The word hung in the air between us.
Neither of us spoke for a few seconds, then she asked the last question I expected.
“What about the body?”
I blinked.
The practicality of it caught me so off guard that a short, raw laugh escaped before I pushed it down.
Not because anything was funny, because honestly, nothing was.
But because we were standing in the doorway of a director’s office discussing the disposal of a coworker I’d just put a spear through, and she’d jumped straight to logistics.
“Shit,” I said. “I hadn’t gotten that far.”
I leaned back against the wall and stared at the ceiling, thinking, obviously leaving him on the walkway wasn’t an option. The smell was already unbearable, and in this heat, it would only get worse. And if there was even the smallest chance that whatever this was spread through decomposition—
“We could put him in one of the tanks,” I said slowly.
Her eyes went wide.
“The sharks?”
“No,” I said immediately. “Absolutely not. We do notneed zombie sharks.”
The thought alone made something in my gut twist sideways. Infected great whites circling the central tank. I shoved the image away before it could take root.
Sloane crossed her arms, still pale, still rattled, but I could see her forcing herself to think through it.
“There has to be somewhere we can—”
“The piranha exhibit.”
She stopped.
“Thepiranhas?”
I nodded. “They’ll strip a carcass to bone faster than anything else in this building. And that tank’s self-contained—separate filtration, no cross-contamination with the main system.”

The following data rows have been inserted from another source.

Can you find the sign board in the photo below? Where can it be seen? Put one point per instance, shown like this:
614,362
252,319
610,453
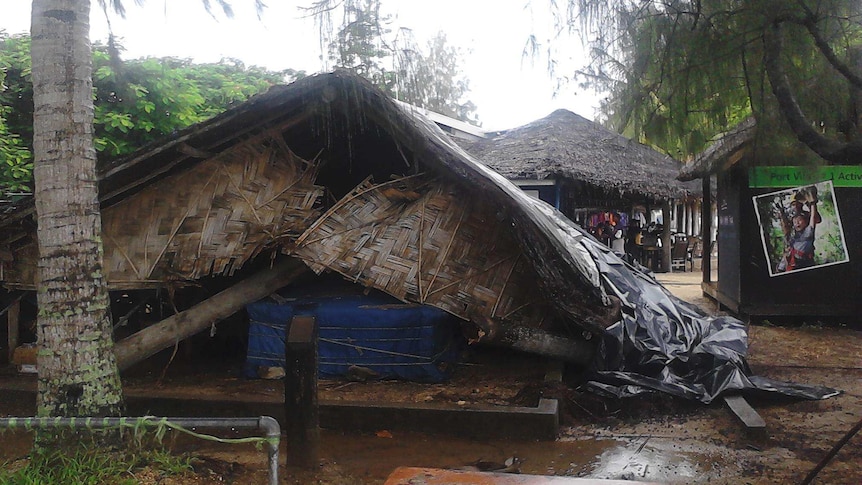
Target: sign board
790,176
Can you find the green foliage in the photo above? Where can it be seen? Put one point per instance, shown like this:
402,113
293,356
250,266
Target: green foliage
16,162
359,44
681,71
136,102
432,79
428,77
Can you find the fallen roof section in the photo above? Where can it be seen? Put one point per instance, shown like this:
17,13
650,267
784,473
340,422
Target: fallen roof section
381,195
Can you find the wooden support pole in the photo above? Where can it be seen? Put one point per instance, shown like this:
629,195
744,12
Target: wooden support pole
706,230
166,333
302,422
12,319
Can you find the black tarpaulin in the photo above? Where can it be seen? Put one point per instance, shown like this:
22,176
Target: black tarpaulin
665,344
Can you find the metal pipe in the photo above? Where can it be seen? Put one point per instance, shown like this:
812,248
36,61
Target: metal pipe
266,424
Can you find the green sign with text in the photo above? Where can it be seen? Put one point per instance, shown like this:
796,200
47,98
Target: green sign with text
787,176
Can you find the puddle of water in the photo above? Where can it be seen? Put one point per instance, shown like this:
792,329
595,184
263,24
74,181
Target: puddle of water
369,456
663,460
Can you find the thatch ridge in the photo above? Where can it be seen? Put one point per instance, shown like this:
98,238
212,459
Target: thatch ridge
723,148
568,146
350,132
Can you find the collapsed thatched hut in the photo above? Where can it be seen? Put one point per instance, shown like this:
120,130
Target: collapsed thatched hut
592,174
330,174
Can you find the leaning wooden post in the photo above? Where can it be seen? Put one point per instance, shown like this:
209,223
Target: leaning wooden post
302,423
665,236
12,320
166,333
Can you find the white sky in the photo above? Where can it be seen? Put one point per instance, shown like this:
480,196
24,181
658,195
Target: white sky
508,90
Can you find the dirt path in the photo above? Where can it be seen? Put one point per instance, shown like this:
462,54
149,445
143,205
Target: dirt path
656,438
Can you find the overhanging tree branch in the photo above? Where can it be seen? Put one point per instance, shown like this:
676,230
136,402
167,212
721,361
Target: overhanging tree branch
827,148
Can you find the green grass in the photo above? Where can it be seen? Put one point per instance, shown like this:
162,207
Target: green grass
92,466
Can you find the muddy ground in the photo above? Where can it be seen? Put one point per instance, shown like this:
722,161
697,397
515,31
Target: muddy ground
656,438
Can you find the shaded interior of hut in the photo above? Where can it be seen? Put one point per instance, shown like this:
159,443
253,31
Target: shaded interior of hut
634,234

She stared at me for a long moment.
“That is genuinely horrifying, Callan.”
“Yeah,” I admitted.
“But it solves the problem.”
For a second, she just looked at me. Then—despite everything, the fear or the fact we were standing in the wreckage of everything we’d known forty-eight hours ago—a small laugh broke out of her.
“We’re discussing feeding our coworker to piranhas.”
“Welcome to Friday,” I muttered.
The laugh faded as fast as it came. Reality settled back over her face.
“You’re sure he’s dead?” she asked quietly. “Completely?”
I nodded.
“Spear through the skull.”
She winced, but didn’t look away.
“Right.”
Silence again, longer this time.
Then she took a breath and squared her shoulders. Something visible in her eyes, not acceptance, exactly.
“Okay,” she said. “Let’s go deal with it.”
I grabbed the spear and pushed off the wall.
“Stay behind me.”
She gave me a flat look.
“He’s already dead, Callan.”
“Yeah,” I said, pulling the door open and checking the hallway before stepping through.
“I’m just not one hundred percent certain he’s the only one that got in.”